If you maintain your list
in sorted order (which ideally means few insertions or removals, because mid-list
insertion/removal is itself O(n)
), you can find the set of Person
s below a given salary with the bisect
module.
from bisect import bisect
from operator import attrgetter
# if to store objects in a list...
collection = [Person("Jack", 50000, 0), ..., Person("Jane", 120000, 1)]
collection.sort(key=attrgetter('salary')) # O(n log n) initial sort
# filtering searches in O(log n):
target = 100000
filtered_collection = collection[:bisect(collection, target, key=attrgetter('salary'))]
Note: The key
argument to the various bisect
module functions is only supported as of 3.10. In prior versions, you'd need to define the rich comparison operators for Person
in terms of salary
and search for a faked out Person
object, or maintain ugly separate sorted list
s, one of salary
alone, and a parallel list
of the Person
objects.
For adding individual elements to the collection
, you could use bisect
's insort
function. Or you could just add a bunch of items to the end of the list
in bulk and resort it on the same key
as before (Python's sorting algorithm, TimSort, gets near O(n)
performance when the collection is mostly in order already, so the cost is not as high as you might think).

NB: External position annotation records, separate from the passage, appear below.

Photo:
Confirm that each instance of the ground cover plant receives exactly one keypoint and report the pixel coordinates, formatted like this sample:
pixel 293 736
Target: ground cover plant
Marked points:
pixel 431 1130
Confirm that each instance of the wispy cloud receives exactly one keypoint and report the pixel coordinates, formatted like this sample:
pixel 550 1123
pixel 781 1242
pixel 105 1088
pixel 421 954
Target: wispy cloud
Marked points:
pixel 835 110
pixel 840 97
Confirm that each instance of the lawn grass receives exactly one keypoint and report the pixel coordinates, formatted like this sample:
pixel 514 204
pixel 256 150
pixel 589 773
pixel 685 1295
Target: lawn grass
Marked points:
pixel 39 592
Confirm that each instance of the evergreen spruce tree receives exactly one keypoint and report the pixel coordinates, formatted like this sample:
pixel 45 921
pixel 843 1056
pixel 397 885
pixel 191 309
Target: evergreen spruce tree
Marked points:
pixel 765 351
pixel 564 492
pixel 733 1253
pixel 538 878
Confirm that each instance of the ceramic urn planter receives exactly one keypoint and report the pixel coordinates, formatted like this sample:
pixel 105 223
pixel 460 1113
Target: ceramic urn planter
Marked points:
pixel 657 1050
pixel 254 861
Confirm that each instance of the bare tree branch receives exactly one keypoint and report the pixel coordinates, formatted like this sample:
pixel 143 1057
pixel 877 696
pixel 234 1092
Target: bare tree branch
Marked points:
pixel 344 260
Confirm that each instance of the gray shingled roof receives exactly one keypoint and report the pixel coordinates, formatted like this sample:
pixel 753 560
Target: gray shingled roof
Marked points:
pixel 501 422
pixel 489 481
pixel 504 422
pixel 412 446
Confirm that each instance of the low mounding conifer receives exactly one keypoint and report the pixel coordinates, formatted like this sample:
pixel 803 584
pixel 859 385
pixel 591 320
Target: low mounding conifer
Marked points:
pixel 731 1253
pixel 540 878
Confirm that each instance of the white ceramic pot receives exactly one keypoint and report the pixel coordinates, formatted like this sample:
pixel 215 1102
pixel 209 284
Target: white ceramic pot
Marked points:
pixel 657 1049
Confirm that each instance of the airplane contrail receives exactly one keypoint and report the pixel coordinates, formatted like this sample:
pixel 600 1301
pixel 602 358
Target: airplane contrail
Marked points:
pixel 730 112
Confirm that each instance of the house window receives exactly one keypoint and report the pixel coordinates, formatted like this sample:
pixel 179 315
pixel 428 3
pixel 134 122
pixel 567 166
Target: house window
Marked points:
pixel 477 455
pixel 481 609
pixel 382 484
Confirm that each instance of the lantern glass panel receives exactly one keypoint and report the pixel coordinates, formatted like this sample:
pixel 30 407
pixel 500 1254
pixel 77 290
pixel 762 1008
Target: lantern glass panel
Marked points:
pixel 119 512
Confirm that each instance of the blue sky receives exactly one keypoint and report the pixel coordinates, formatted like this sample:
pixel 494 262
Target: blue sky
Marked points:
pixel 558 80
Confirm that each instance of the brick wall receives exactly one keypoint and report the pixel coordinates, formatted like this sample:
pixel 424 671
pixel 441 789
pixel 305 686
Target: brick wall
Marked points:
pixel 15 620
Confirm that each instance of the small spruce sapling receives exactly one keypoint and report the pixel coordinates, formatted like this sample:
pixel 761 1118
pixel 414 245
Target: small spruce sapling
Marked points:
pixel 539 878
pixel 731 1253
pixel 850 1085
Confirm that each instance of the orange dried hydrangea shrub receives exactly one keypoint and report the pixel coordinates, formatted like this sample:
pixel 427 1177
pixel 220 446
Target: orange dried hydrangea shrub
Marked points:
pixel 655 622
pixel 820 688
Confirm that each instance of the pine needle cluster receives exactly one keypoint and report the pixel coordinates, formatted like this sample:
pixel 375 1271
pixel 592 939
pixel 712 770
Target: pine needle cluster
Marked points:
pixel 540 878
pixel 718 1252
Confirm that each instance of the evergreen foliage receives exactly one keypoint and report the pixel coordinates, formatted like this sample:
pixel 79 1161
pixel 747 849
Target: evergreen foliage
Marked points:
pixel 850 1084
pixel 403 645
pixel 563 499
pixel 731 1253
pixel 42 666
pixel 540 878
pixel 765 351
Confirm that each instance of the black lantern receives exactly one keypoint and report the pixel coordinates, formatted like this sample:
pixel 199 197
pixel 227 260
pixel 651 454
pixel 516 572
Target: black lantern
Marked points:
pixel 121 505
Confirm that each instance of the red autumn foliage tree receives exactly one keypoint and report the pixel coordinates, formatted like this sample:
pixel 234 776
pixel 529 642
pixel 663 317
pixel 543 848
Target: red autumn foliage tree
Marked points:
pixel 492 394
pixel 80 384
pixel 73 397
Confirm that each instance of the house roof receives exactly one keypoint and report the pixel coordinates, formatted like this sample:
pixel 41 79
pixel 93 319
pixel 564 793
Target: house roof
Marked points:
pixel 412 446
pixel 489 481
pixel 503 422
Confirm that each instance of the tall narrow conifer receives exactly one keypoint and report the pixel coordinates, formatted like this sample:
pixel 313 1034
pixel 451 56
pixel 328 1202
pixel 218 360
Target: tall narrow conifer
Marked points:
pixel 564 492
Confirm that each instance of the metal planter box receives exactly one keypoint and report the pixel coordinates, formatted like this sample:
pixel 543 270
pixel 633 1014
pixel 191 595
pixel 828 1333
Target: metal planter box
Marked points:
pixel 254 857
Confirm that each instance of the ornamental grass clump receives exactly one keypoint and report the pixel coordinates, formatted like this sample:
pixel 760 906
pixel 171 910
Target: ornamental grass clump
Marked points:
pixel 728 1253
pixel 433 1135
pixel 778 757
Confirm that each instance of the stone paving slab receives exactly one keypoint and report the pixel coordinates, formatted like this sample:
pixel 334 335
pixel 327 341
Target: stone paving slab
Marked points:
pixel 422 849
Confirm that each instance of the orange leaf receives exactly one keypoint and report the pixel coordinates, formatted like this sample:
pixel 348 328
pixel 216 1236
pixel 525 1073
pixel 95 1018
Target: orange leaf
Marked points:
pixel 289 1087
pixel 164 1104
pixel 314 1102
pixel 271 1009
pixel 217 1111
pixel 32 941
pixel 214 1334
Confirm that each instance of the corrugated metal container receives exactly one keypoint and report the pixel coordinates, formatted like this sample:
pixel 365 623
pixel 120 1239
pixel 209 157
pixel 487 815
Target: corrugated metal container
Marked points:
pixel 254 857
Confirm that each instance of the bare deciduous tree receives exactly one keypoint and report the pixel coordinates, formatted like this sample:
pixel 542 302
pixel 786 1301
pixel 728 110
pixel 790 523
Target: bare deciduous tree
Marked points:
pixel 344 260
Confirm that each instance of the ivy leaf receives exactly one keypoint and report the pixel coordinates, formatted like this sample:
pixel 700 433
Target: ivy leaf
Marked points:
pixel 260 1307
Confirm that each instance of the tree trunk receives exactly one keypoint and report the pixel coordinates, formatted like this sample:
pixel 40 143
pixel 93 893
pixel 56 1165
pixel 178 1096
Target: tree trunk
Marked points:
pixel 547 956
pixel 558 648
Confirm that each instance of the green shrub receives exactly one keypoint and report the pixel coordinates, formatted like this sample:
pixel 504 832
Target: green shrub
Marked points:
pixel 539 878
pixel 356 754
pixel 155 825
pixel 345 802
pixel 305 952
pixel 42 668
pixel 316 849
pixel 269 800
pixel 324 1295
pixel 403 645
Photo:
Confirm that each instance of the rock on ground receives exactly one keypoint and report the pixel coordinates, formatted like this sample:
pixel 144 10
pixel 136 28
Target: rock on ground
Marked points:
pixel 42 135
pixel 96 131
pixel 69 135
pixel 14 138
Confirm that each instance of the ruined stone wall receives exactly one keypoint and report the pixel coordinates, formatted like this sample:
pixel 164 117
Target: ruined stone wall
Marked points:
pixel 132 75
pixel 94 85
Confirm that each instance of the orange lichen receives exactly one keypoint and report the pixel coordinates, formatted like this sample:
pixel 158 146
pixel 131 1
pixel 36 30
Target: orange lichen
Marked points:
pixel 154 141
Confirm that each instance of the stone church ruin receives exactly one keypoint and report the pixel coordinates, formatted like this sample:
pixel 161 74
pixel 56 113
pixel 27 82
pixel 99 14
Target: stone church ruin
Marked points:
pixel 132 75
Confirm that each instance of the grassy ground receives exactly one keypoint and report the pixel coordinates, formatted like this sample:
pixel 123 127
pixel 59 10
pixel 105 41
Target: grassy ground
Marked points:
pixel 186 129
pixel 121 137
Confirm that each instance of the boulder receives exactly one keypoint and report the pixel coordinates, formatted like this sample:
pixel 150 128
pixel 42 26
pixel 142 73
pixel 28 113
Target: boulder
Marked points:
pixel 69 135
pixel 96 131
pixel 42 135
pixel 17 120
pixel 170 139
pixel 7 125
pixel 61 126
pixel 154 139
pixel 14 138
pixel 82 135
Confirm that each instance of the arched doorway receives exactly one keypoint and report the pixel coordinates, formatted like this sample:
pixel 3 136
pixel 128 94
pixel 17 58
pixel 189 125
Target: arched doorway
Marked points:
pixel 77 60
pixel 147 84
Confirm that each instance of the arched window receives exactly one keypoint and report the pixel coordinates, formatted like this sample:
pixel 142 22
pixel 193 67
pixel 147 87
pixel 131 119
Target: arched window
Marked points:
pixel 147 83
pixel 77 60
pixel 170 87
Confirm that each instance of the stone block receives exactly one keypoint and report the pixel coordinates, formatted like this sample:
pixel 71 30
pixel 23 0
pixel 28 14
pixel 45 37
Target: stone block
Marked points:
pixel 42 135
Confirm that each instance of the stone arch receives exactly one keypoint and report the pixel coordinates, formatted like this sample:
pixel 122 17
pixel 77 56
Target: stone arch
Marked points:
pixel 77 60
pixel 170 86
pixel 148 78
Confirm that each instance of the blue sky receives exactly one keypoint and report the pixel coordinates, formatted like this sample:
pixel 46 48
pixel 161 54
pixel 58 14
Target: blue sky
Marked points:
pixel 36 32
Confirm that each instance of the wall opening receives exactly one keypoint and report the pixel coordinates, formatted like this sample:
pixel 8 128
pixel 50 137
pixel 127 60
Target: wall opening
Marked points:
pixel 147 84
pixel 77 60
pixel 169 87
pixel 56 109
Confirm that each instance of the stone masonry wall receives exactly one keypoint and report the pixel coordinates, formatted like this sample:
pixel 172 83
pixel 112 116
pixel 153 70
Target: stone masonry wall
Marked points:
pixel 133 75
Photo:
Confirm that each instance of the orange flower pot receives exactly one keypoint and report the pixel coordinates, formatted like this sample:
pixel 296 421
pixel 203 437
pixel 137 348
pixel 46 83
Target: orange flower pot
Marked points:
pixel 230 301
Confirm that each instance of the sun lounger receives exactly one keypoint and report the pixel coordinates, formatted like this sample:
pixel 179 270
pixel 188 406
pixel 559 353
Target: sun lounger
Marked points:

I'll note that in practice, this sort of scenario (massive data that can be arbitrarily ordered by multiple fields) usually calls for a database; you might consider using sqlite3
(eventually switching to a more production-grade database like MySQL or PostGres if needed), which, with appropriate indexes defined, would let you do O(log n)
SELECT
s on any indexed field; you could convert to Person
objects on extraction for the data you actually need to work with. The B-trees that true DBMS solutions provide get you O(log n)
effort for inserts, deletes and selects on the index fields, where Python built-in collection types make you choose; only one of insertion/deletion or searching can be truly O(log n)
, while the other is O(n)
.